Across the U.S., groups like Indivisible are countering the horrific actions of the neofascists in Washington, D.C., and elsewhere.

This past Saturday, a rally took place in Pittsfield, MA, that was organized in reaction to the murders in Portland, Oregon. “Say NO! to Islamophobia” was its theme, as demonstrators stood at Park Square in the city, the traditional gathering place for protest. Pittsfield is much like many other communities around the U.S., with a consistent response of protest to Trump’s policies.

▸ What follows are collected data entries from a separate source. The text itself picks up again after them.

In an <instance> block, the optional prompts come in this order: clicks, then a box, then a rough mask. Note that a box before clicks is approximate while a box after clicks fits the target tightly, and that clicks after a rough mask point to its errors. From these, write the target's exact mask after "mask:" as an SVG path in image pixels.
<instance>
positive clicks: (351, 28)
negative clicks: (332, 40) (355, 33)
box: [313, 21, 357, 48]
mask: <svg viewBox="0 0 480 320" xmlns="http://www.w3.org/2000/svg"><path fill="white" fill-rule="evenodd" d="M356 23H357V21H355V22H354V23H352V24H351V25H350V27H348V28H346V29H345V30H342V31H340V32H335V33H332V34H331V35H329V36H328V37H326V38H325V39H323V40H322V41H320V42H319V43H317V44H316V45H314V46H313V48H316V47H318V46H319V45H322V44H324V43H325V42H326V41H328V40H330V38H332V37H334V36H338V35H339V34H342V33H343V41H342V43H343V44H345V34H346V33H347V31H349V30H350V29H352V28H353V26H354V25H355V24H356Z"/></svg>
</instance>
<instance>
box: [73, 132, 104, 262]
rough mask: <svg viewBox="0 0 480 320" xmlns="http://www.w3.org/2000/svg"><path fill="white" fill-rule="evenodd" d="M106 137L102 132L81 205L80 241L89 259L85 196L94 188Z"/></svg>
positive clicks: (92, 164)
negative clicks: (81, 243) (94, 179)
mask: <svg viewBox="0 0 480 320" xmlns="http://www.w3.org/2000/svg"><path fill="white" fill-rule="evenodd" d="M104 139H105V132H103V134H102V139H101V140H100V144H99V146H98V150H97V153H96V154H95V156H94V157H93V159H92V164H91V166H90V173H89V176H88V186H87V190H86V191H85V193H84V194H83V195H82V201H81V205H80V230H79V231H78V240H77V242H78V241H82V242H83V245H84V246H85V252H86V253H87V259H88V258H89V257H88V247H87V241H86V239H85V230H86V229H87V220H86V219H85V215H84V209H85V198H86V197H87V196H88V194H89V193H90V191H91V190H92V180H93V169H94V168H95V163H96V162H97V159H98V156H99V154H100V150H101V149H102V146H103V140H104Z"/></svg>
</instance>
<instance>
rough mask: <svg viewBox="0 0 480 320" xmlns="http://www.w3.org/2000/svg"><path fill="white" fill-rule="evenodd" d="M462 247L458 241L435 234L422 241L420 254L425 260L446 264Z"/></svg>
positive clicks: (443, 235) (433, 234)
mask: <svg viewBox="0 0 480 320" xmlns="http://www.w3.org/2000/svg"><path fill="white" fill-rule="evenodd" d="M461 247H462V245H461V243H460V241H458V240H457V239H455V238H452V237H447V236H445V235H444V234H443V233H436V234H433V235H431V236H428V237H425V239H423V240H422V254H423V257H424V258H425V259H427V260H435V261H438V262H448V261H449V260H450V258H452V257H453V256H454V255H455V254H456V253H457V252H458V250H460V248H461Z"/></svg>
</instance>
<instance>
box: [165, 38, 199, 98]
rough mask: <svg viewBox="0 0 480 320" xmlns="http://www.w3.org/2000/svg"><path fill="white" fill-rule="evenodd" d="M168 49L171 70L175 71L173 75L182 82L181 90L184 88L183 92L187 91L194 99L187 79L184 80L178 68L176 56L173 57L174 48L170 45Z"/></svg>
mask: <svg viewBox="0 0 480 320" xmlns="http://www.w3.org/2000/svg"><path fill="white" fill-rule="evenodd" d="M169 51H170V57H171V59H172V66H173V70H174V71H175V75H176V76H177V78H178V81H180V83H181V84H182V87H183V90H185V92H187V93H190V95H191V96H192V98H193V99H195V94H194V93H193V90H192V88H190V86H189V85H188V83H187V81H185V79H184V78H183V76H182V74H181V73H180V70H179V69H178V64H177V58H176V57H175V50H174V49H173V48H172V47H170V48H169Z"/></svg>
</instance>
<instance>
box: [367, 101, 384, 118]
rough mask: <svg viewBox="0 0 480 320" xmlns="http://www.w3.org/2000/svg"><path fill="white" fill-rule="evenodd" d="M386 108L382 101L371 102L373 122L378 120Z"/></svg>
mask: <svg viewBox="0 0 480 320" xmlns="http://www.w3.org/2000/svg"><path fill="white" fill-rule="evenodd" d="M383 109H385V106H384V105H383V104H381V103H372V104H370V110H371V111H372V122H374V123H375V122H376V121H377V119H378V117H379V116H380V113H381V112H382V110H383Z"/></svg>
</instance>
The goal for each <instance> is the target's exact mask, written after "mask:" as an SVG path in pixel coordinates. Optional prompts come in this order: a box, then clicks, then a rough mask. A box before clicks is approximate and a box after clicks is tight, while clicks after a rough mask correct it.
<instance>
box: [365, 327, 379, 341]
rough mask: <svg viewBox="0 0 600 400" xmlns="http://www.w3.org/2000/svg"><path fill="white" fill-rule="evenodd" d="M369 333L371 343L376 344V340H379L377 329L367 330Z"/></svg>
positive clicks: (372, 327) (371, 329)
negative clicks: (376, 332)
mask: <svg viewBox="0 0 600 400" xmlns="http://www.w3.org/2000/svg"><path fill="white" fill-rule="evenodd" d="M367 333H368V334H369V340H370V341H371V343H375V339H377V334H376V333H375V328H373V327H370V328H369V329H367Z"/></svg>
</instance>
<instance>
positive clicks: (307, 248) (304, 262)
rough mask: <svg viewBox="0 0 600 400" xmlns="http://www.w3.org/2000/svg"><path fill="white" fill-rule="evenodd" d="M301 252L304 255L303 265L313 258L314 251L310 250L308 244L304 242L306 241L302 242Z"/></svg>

Pittsfield is the major population center (about 42,000 people) in the Berkshire Hills of Western Massachusetts. When General Electric closed shop, with it went a major employer in the area and a substantial contamination of PCBs was left behind from its manufacturing operation. Military contractors like GE found inland geographical locations like Pittsfield ideal for doing business during World War II because they were largely protected against potential attacks from sea, land, and air. The area is the most liberal geographical part of the state and votes overwhelmingly in favor of progressive candidates. Judging from passersby, both on foot and in cars and trucks, the thumbs up and automobile horns were an indication of the kind of support that is a given here. A few from the right made their sentiments freely known with a raised middle finger and one shouted “Fuck you, bitches!” One man on a bike tried to provoke protesters in a no-win debate, hollering at protesters with ludicrous statements about North Korea, Islam, and women’s rights. Another passerby made a prophetic statement about war and peace: “You go into their country to kill them, and they’re going to kill you.” Most interesting, and somewhat unexpected, was the police officer who passed by twice in his patrol car and sounded several supportive siren blasts with each pass.

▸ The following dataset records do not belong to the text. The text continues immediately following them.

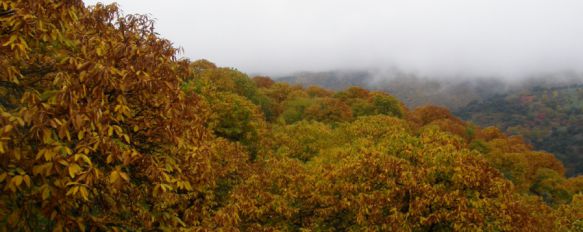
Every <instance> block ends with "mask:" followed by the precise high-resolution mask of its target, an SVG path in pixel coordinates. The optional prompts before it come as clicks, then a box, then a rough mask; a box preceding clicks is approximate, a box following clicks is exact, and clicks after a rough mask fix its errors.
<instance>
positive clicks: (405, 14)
mask: <svg viewBox="0 0 583 232" xmlns="http://www.w3.org/2000/svg"><path fill="white" fill-rule="evenodd" d="M85 2H86V3H87V4H95V3H96V2H98V1H95V0H86V1H85ZM99 2H104V3H111V2H115V1H110V0H107V1H99ZM116 2H118V3H119V4H120V6H121V8H122V9H123V11H124V13H126V14H127V13H148V14H151V16H152V17H153V18H155V19H156V21H157V23H156V25H157V26H156V28H157V31H158V32H159V33H160V34H161V35H162V36H163V37H165V38H168V39H170V40H171V41H173V42H174V43H175V45H176V46H181V47H183V48H184V51H185V52H184V54H183V55H184V56H186V57H189V58H190V59H193V60H195V59H200V58H205V59H208V60H210V61H212V62H214V63H216V64H217V65H219V66H229V67H235V68H237V69H239V70H241V71H244V72H248V73H262V74H268V75H273V76H278V75H285V74H288V73H293V72H297V71H326V70H331V69H360V68H379V69H383V68H389V67H398V68H400V69H403V70H406V71H413V72H417V73H420V74H425V75H433V74H438V75H455V74H458V75H459V74H468V75H504V76H521V75H526V74H531V73H537V72H554V71H565V70H571V71H583V1H580V0H439V1H436V0H386V1H381V0H379V1H373V0H358V1H356V0H352V1H349V0H288V1H284V0H190V1H188V0H173V1H172V0H166V1H153V0H141V1H136V0H133V1H129V0H120V1H116Z"/></svg>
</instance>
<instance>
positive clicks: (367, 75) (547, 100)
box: [278, 70, 583, 176]
mask: <svg viewBox="0 0 583 232" xmlns="http://www.w3.org/2000/svg"><path fill="white" fill-rule="evenodd" d="M377 76H380V77H381V78H379V77H377ZM582 78H583V76H581V75H580V74H577V73H572V72H565V73H553V74H547V75H537V76H532V77H530V78H529V79H525V80H522V81H515V82H514V83H509V81H503V80H501V79H496V78H485V77H484V78H475V79H471V78H470V79H468V80H464V79H459V78H457V79H456V78H450V79H447V78H441V79H438V78H437V79H436V78H434V79H431V78H429V77H422V76H418V75H415V74H413V73H405V72H402V71H398V70H394V71H391V72H384V73H379V72H374V71H331V72H320V73H310V72H303V73H298V74H295V75H292V76H286V77H282V78H280V79H278V80H281V81H283V82H287V83H290V84H301V85H302V86H310V85H313V84H317V85H320V86H323V87H326V88H330V89H336V90H341V89H344V88H348V87H349V86H361V87H363V88H367V89H374V90H377V91H383V92H389V93H391V94H394V96H396V97H397V98H399V99H400V100H402V101H403V103H405V105H407V106H409V107H411V108H416V107H420V106H426V105H438V106H442V107H446V108H448V109H449V110H451V111H452V112H453V114H454V115H455V116H458V117H460V118H461V119H463V120H468V121H469V122H472V123H475V124H476V125H478V126H481V127H489V126H495V127H497V128H499V129H500V130H502V131H503V132H504V133H505V134H507V135H518V136H521V137H523V138H524V139H525V141H526V142H527V143H529V144H530V145H532V146H533V148H534V149H535V150H544V151H548V152H550V153H553V154H555V155H556V156H557V158H558V159H559V160H561V161H562V162H563V164H564V165H565V167H566V174H567V176H576V175H580V174H582V173H583V150H582V148H581V144H583V121H582V117H583V116H582V115H581V112H583V95H582V94H581V92H582V91H583V81H582V80H583V79H582ZM377 79H378V80H377Z"/></svg>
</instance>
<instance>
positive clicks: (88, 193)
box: [79, 186, 89, 201]
mask: <svg viewBox="0 0 583 232" xmlns="http://www.w3.org/2000/svg"><path fill="white" fill-rule="evenodd" d="M79 192H80V193H81V197H83V199H85V200H86V201H88V200H89V193H88V192H87V189H86V188H85V187H83V186H81V187H79Z"/></svg>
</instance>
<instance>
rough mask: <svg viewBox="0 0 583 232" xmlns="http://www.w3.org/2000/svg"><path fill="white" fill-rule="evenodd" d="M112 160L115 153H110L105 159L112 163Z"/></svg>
mask: <svg viewBox="0 0 583 232" xmlns="http://www.w3.org/2000/svg"><path fill="white" fill-rule="evenodd" d="M111 162H113V155H108V156H107V158H106V159H105V163H107V164H110V163H111Z"/></svg>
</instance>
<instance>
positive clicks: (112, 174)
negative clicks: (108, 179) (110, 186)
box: [109, 171, 119, 183]
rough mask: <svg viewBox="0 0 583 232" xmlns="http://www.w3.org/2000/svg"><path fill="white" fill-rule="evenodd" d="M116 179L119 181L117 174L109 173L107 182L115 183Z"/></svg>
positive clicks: (114, 171) (114, 173) (114, 172)
mask: <svg viewBox="0 0 583 232" xmlns="http://www.w3.org/2000/svg"><path fill="white" fill-rule="evenodd" d="M118 179H119V173H118V172H117V171H113V172H111V174H110V175H109V181H110V182H112V183H115V182H117V180H118Z"/></svg>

In nearby upstate New York, the group Indivisible Chatham has generated many protests focusing in part on the newly elected Congressman from New York’s 19th Congressional District, John Faso, who slavishly supports Trump’s reactionary agenda in Congress, attacking women’s rights and healthcare. I know this Congressional district intimately because I worked there in Zephyr Teachout’s campaign, the Democrat who vied for the open seat against Faso. The group in New York has also focused on canvassing neighborhoods in the district to engage voters for the 2018 election (“A political storm brewing in New York’s 19th District,” Berkshire Edge, June 2, 2017).

But all of this has to be measured against the growth of neo-Nazis and fascistic fellow-traveler groups across the country. In “Is there a neo-Nazi storm brewing in Trump country?” (Guardian, June 2017), the investigative reporting takes an in-depth look at a recent rally of neo-Nazis and white supremacists in Pike County in eastern Kentucky (in the town of Whitesburg), an area that is 98% white and gave Trump 80% of its vote in November 2016. The late April rally was planned by the Traditionalist Workers Party.

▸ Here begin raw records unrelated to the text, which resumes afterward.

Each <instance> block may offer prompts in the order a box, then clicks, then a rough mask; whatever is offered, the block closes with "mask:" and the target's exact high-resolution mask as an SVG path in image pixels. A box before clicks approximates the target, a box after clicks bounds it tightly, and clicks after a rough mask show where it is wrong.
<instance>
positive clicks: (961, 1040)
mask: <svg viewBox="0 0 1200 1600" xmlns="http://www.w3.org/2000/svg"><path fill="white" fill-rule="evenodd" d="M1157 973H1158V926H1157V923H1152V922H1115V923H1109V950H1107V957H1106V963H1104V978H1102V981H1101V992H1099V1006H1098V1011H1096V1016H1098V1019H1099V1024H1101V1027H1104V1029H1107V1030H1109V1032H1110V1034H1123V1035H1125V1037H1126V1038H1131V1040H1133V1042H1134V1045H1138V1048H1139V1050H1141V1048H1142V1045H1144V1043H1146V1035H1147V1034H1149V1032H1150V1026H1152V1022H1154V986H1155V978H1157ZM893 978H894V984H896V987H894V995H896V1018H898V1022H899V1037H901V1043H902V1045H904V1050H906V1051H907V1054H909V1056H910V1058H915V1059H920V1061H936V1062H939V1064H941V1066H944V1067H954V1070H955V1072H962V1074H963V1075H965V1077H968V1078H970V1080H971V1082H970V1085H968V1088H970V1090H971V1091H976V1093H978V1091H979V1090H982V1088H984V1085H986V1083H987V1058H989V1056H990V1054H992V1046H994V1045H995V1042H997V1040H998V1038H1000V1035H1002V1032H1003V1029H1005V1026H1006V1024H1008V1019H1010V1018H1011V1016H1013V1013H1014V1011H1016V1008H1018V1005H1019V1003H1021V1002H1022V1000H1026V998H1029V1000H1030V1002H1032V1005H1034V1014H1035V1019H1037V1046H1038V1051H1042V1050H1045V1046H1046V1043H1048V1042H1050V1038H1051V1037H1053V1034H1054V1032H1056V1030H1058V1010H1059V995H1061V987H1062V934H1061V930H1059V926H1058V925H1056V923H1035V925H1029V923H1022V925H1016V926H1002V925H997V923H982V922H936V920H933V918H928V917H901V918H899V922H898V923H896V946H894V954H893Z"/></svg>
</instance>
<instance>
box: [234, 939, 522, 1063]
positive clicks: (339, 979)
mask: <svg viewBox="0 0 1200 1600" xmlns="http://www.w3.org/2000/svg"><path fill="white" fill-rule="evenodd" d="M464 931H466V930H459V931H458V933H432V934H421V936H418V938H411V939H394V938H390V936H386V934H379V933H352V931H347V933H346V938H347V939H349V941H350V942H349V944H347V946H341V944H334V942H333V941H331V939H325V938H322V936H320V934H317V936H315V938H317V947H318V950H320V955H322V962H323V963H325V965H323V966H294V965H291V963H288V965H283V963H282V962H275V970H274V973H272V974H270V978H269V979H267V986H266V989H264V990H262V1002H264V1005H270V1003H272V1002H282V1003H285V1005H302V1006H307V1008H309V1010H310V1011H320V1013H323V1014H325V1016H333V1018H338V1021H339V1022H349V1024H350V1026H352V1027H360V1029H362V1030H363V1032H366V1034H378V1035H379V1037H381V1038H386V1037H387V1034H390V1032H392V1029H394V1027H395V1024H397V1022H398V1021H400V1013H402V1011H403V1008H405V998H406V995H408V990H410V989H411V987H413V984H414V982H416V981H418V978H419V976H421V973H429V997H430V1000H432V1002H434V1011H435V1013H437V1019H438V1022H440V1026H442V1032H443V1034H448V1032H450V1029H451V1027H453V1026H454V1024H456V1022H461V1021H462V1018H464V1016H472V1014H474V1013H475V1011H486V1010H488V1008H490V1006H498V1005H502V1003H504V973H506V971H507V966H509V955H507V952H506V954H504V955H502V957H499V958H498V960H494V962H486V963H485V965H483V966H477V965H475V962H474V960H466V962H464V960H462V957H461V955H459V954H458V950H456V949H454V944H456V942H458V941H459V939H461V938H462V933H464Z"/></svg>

One of the rally’s organizers, Matthew Heimbach said, “Our motto is faith, family and folk.” Heimbach is known for “shoving and shouting at a young black protester at a Donald Trump campaign rally,” in March 2016. Among Heimbach’s beliefs is that the Holocaust is a Jewish conspiracy.

A local resident said of the gathered rally leaders, “They have a lot of really good ideas. It’s really sad that they just bring this racism.” And this from another resident, “That’s taking us a hundred years back,” referring to the rally’s agenda of hate. That person identified herself as gay. According to the article, “The locals in Pikeville (one of the towns in the area) greeted the influx with outrage and shock.”

The tipping point of a move toward fascism in the U.S. could come at any time during the Trump administration. A real or contrived crisis could precipitate what was once thought of as the unthinkable. But the silver lining, if indeed that is the appropriate term at this point of this political and social disaster in the U.S., is that there are still people who will take to the streets to protest.